On Wed, 26 Nov 2003, David Spurrett & Subbiah Arunachalam wrote:

>ds> I look forward to the results of the empirical study you describe.
>ds> I would be curious to know... whether
>ds> there was a further pattern that related (a) the extent to which
>ds> publications by authors at particular institutions cited research
>ds> materials available through open access, with (b) their local
>ds> institutional budget for expenditure on journals.
>sa> Stevan Harnad talked about a study on the relative
>sa> citation rates of open-access and toll-access articles
>sa> he is conducting in collaboration with UQaM,
>sa> Southampton, Oldenburg and Loughborough. When will the
>sa> results become available? Will there be any interim
>sa> reports? I am curious to know.

The study is ongoing and we will report the results (as a pre-refereeing
preprint!) as soon as they are available.
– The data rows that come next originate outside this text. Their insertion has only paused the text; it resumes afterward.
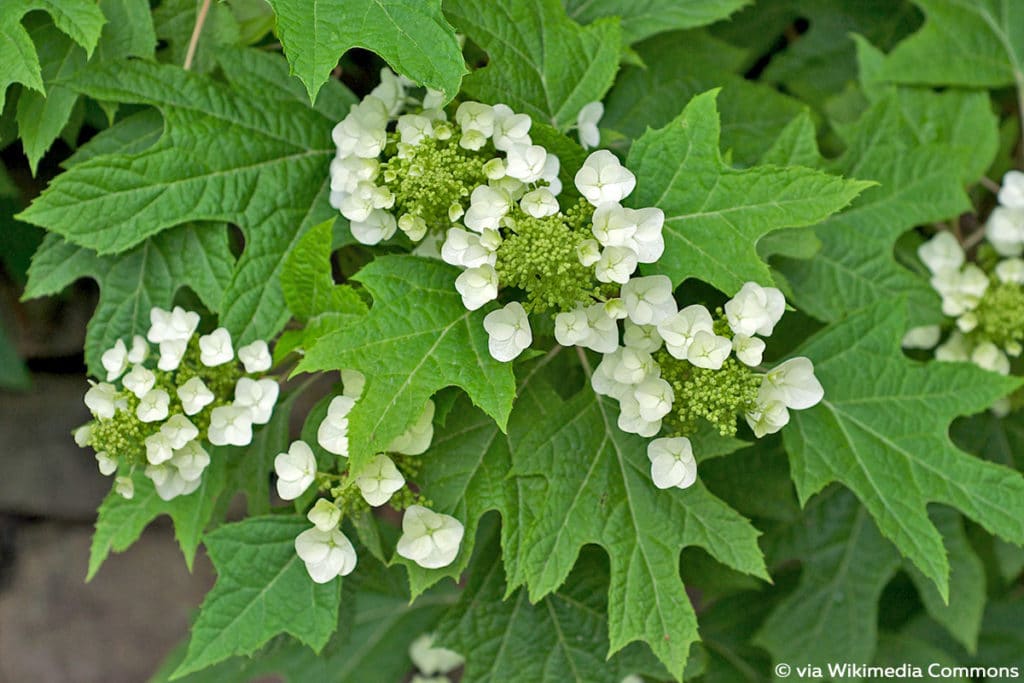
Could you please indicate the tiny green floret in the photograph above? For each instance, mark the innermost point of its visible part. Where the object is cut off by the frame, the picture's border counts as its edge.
(716, 395)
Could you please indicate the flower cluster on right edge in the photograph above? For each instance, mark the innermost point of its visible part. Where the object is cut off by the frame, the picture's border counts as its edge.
(984, 298)
(677, 369)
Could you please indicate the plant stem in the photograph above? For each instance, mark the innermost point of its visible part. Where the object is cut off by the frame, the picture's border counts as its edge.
(197, 30)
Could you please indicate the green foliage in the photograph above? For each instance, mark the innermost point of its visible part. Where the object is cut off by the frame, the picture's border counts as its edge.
(81, 20)
(237, 148)
(642, 18)
(715, 214)
(974, 44)
(810, 145)
(884, 425)
(418, 338)
(598, 491)
(411, 35)
(262, 590)
(541, 62)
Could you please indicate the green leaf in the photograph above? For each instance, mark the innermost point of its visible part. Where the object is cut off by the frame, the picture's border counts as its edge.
(920, 181)
(411, 35)
(41, 118)
(973, 43)
(308, 285)
(502, 640)
(642, 18)
(962, 615)
(599, 492)
(465, 473)
(714, 214)
(132, 283)
(81, 20)
(417, 339)
(262, 590)
(882, 431)
(377, 624)
(121, 520)
(680, 66)
(832, 615)
(261, 164)
(13, 374)
(541, 62)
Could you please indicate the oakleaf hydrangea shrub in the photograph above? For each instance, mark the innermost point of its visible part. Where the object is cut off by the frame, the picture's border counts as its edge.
(701, 302)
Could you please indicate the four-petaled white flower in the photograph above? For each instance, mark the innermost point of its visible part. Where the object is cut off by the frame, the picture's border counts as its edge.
(755, 309)
(648, 300)
(230, 425)
(709, 350)
(325, 515)
(115, 360)
(587, 121)
(333, 431)
(379, 480)
(678, 331)
(417, 438)
(767, 416)
(195, 395)
(256, 356)
(672, 462)
(793, 383)
(508, 332)
(102, 400)
(750, 350)
(178, 430)
(154, 406)
(477, 286)
(431, 659)
(296, 470)
(429, 539)
(602, 178)
(326, 554)
(1012, 193)
(941, 253)
(571, 328)
(139, 380)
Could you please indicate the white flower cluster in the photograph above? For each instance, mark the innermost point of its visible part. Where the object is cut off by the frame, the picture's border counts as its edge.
(432, 662)
(631, 375)
(984, 298)
(429, 539)
(165, 409)
(516, 180)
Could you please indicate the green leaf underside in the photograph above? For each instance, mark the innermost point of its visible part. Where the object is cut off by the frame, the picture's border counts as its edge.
(121, 521)
(134, 282)
(714, 214)
(568, 627)
(833, 613)
(411, 35)
(417, 339)
(81, 20)
(598, 489)
(260, 164)
(908, 143)
(642, 18)
(882, 431)
(541, 62)
(262, 590)
(679, 66)
(972, 43)
(128, 32)
(308, 286)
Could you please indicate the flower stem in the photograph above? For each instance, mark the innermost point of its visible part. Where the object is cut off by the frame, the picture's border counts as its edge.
(194, 41)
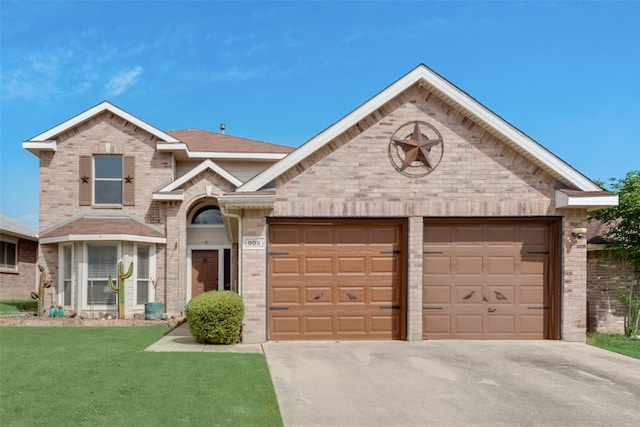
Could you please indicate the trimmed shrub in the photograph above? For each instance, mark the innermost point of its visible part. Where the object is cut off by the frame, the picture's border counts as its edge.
(215, 317)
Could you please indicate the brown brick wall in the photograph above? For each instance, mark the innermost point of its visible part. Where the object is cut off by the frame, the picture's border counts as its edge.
(19, 284)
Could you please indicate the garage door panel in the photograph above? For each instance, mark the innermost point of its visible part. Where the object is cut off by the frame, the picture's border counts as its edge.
(285, 295)
(349, 274)
(469, 324)
(437, 295)
(501, 265)
(465, 265)
(285, 266)
(318, 294)
(318, 265)
(487, 280)
(434, 265)
(355, 265)
(468, 294)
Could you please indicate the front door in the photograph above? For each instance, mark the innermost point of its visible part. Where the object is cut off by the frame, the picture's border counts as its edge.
(204, 272)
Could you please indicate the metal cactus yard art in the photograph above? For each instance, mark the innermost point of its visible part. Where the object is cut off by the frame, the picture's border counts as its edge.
(118, 288)
(43, 284)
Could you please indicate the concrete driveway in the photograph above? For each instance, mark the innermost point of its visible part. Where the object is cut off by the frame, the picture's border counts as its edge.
(453, 383)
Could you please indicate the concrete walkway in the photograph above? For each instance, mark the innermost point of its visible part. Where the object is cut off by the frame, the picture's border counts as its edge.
(453, 383)
(180, 339)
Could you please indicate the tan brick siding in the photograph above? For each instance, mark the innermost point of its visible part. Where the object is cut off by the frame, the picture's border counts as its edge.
(605, 275)
(19, 284)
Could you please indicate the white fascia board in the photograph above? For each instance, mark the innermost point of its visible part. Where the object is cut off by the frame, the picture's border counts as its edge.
(207, 164)
(564, 200)
(231, 155)
(102, 237)
(168, 197)
(103, 106)
(469, 104)
(35, 147)
(239, 201)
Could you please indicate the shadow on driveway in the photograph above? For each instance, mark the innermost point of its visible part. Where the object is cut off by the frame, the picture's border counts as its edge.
(453, 383)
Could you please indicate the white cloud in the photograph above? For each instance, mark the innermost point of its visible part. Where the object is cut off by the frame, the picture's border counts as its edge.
(122, 81)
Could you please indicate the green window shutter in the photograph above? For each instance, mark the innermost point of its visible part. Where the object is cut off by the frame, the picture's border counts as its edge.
(129, 182)
(85, 180)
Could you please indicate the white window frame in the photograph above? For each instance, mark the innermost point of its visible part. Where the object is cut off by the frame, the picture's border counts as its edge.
(63, 273)
(85, 277)
(152, 275)
(96, 180)
(5, 267)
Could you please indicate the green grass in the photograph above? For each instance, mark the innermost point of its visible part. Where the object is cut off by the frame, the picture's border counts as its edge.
(103, 377)
(17, 306)
(617, 343)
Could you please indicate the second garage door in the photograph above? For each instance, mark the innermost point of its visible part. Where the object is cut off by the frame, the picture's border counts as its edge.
(336, 279)
(488, 280)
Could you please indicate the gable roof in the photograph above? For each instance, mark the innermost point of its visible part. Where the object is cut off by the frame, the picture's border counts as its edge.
(201, 143)
(170, 191)
(46, 140)
(459, 100)
(103, 227)
(11, 227)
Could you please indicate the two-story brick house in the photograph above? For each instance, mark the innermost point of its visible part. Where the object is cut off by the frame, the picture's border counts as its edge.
(419, 215)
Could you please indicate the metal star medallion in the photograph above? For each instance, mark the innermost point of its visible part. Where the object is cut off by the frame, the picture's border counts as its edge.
(419, 152)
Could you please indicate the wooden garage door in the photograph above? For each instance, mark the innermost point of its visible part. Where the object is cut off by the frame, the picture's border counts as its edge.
(487, 280)
(336, 280)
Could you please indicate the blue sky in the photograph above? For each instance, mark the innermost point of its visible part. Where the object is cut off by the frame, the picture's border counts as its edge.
(565, 73)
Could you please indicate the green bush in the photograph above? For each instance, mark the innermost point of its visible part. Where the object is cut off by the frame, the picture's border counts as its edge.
(215, 317)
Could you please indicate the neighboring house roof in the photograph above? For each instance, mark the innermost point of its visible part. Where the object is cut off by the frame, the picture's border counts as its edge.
(457, 99)
(103, 227)
(14, 228)
(46, 140)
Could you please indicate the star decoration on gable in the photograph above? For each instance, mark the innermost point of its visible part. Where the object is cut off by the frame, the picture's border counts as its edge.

But meanwhile, much information
inheres in -- and many telling estimates can be made from -- the data
that are already available.

David Spurrett's & Subbiah Arunachalam's queries suggest the following
preliminary analysis, which can already be done by anyone on the basis
of the data already available. (I will ask our super-talented team at
Southampton if they can squeeze it in, along with all the other ongoing

We know from the Lawrence study (below) that the citation enhancement factor
for open- vs. toll-access is about 4.5 in computer science (4.5 times as many
citations for open- vs. toll-access articles in the same venue).

We know from the Eysenck and Smith RAE outcome study in Psychology
(and from the Oppenheim studies in other disciplines) that the correlation
between RAE outcome and citation impact is about .90 (in Psychology).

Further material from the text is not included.